A reverse stock split is a FINRA corporate action which, once approved, reduces the number of shares and causes a temporary proportionate increase in the per share price.
In theory, a reverse stock split is supposed to have no effect on the value of a shareholder’s stock in the Company. However, following a reverse stock split, many Issuers do not maintain their post-reverse share price, since eventually the market will determine where it lands.
A reverse stock split would follow these steps:
- Shareholders vote to reverse split the stock in order to increase share price in the hopes of attracting institutional investors who might otherwise shy away from the Company based on its sub penny stock price. SEC filers will use the Form 14 at this stage.
- Board of Directors approves a reverse stock split and authorizes management to file the appropriate documents with the State and FINRA.
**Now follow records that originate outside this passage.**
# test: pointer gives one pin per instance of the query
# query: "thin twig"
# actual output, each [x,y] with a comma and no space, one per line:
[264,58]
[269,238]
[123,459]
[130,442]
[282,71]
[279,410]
- CEO files a Certificate of Change/Amendment (in Nevada, for instance) which details the amount of the reverse split and the proposed effective date, which is usually at least ten days hence.
- Issuer counsel files for a new CUSIP.
- Issuer counsel files for a new Corporate Action with FINRA and provides all of the supporting shareholder and Board documentation to show approval.
- Company announces the proposed reverse split in a news release, 8-K, etc.
- FINRA reviews and approves the reverse stock split if all of the necessary corporate formalities have been followed.
- DTC requires a legal opinion from outside securities counsel on the new, post-reverse-split shares.